Disgruntled lawmakers, candidates and their supporters called for Afghanistan's parliamentary election to be scrapped on Tuesday, with no results declared more than six weeks after the poll amid major fraud concerns. About 150 protesters took to the streets in the capital, Kabul, describing the September 18 election as illegal and undemocratic. The demonstrators, including several prominent MPs, marched past one of the gates to President Hamid Karzai's palace.
"This election was full of fraud. We should hold another election this time next year," said Najla Anjila, a female candidate from Kabul. Many others agreed. "This election was unlawful and we do not accept it. We urge President Karzai to annul this fraudulent election," one protester shouted through a loudspeaker. The ballot for the lower house of parliament, or wolesi jirga, went ahead despite a Taliban threat to disrupt it but already close to a quarter of the votes have been disqualified by the country's election commission.
"Some members of the government, members of the Independent Election Commission (IEC) were involved in the fraud. It is against the constitution of Afghanistan and we call this election ... completely illegal," said candidate Muheen Marastial. The credibility of the vote will weigh heavily when US President Barack Obama reviews his Afghanistan war strategy in December amid rising violence and sagging public support. It will also likely be discussed at a Nato summit in Lisbon this month.

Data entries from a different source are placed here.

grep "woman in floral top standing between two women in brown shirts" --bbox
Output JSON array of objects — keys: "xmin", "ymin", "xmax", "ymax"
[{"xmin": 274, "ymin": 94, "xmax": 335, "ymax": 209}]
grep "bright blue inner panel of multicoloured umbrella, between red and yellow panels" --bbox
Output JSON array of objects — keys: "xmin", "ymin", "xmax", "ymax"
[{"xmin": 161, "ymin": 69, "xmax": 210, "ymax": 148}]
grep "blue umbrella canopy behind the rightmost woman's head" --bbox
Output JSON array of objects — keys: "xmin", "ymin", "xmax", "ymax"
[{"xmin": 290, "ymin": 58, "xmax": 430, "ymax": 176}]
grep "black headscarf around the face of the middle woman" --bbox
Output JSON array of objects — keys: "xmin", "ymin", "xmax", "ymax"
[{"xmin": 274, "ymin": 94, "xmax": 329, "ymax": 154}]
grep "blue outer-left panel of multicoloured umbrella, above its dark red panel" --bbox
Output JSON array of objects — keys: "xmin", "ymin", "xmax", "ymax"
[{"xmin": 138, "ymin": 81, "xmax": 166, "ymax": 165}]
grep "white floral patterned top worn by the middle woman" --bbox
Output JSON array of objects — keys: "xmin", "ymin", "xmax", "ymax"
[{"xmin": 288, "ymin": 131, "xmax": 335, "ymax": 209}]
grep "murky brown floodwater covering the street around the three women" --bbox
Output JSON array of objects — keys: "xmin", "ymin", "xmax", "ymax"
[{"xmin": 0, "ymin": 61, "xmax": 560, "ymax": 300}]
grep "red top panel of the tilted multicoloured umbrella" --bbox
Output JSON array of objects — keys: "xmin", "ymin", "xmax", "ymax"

While thousands of formal and informal complaints have been pouring in about the election since polling day, there had until Tuesday been few calls for the ballot to be held again. Final results were due at the end October but have been pushed back by at least several weeks while a UN-backed watchdog sifts through the thousands of complaints.
Western nations have been wary of following Afghan officials in dubbing the election a success after the fiasco of last year's fraud-marred presidential ballot. The top UN envoy in Afghanistan said last month "considerable fraud" had taken place. But Daoud Sultanzoy, a popular MP from Ghazni, a volatile province south-west of the capital, said Western donors had so far offered only a muted reaction because they were keen to put the election behind them.
"This is very dangerous and it will come back to haunt them," Sultanzoy told Reuters. Sultanzoy, who according to preliminary results will not be re-elected, accused election commission officials of taking tens of thousands of dollars in bribes from winning candidates and said most of his votes had been disqualified unfairly.